I think you need a pretty good amount of willful naivety to think that Apple didn’t make the switch with such coincidental timing to EU law changes purely out of the love of their customers.
Let’s not forget the very same year they stopped including the charging brick they started including USB-C to lightning cables in the box, so that their supposedly environmentally friendly practice forced their users to buy a new brick unless they saved previous cables. Why didn’t they switch to USB-C back then? To make users do another transition a few short years later?
They’re aren’t exactly a company with a track record of maintaining standards for the convenience and backward compatibility for their customers. This idea that they kept lightning around to maintain legacy standards doesn’t really track with the rest of their behavior.
They have a 20+ year old reputation for abruptly dropping and replacing ports.
> Let’s not forget the very same year they stopped including the charging brick they started including USB-C to lightning cables in the box, so that their supposedly environmentally friendly practice forced their users to buy a new brick unless they saved previous cables. Why didn’t they switch to USB-C back then? To make users do another transition a few short years later?
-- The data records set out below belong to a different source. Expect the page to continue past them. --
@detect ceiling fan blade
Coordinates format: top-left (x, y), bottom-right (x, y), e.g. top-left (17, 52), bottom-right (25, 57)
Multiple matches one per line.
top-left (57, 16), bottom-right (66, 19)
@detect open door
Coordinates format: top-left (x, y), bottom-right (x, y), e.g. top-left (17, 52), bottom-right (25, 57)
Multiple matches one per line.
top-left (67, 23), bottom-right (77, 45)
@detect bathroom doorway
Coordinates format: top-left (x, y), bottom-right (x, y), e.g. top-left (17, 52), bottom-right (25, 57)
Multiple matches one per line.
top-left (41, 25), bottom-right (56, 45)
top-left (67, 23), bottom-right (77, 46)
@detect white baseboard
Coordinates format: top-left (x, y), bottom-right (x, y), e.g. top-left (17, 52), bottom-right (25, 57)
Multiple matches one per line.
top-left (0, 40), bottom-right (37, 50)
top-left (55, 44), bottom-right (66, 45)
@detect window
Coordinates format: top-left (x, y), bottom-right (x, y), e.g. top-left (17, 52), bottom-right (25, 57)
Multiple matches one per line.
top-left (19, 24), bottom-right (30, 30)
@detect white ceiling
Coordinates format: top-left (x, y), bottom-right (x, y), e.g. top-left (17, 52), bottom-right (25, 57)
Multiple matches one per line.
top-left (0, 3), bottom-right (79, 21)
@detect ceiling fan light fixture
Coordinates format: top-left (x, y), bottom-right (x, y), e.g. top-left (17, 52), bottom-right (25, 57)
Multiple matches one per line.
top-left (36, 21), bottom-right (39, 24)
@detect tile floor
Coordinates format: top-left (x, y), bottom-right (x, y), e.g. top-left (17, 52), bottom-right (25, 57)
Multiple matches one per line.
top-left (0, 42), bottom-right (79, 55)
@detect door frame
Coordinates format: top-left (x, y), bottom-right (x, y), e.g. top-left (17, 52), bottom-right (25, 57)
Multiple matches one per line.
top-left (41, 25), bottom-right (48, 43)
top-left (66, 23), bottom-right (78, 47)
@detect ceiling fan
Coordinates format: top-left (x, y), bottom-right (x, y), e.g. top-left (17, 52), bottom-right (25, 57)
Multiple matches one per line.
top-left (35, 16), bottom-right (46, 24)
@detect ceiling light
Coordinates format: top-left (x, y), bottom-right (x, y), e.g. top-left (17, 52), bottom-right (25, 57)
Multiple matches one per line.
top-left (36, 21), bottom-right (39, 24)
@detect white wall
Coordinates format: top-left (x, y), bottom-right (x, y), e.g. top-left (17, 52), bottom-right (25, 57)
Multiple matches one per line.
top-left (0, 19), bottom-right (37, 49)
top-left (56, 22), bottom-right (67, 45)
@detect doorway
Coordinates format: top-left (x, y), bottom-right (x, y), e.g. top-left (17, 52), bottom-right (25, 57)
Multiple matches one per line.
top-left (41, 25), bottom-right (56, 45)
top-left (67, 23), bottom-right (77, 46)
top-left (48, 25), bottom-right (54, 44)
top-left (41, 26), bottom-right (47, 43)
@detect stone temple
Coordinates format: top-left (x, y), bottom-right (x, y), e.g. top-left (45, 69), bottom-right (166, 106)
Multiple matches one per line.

Maybe I'm missing something here but how does a transition from having a charging brick to not having one relate to the transition on the other end of the cable going from one port to another?
I’ll explain:
The status quo is that I have an iPhone with the included USB-A 5W charger. On the other end is a lightning connector.
Next iPhone comes out and Apple stops including the charging brick, but the included cable is now USB-C to lightning.
So I can’t keep the brick that I already own and actually use the new cable that Apple includes in the box. If I want to sell my phone with all accessories then I’m left with a cable and nothing to plug it into. If I want to keep using my old cable and brick I now have a spare USB-C to lighting cable that does nothing for me.
Basically Apple created a situation that doesn’t really make sense for any hypothetical user. Someone somewhere is buying a new brick or cable or has an extra wasted cable because of it.
> Let’s not forget the very same year they stopped including the charging brick they started including USB-C to lightning cables in the box, so that their supposedly environmentally friendly practice forced their users to buy a new brick unless they saved previous cable
There are countries which put pressure on removing both the charger and the cable with regulations related to e-waste. France I believe requires a product to be available for purchase without a charger. Ironically, Apple at least used to bundle EarPods with the iPhone in France due to some electromagnetic radiation regulation.
> I think you need a pretty good amount of willful naivety to think that Apple didn’t make the switch with such coincidental timing to EU law changes purely out of the love of their customers.
The designs are finalized years in advance. Apple would have made the choice to ship USB-C before the EU mandate was even proposed.
“Years in advance” but a new phone design comes out every year. Doesn’t pass the smell test.
If an individual hacker can change the lightning port to USB-C in the phone (this really happened) then Apple can definitely make the design change within a short timeframe like a month.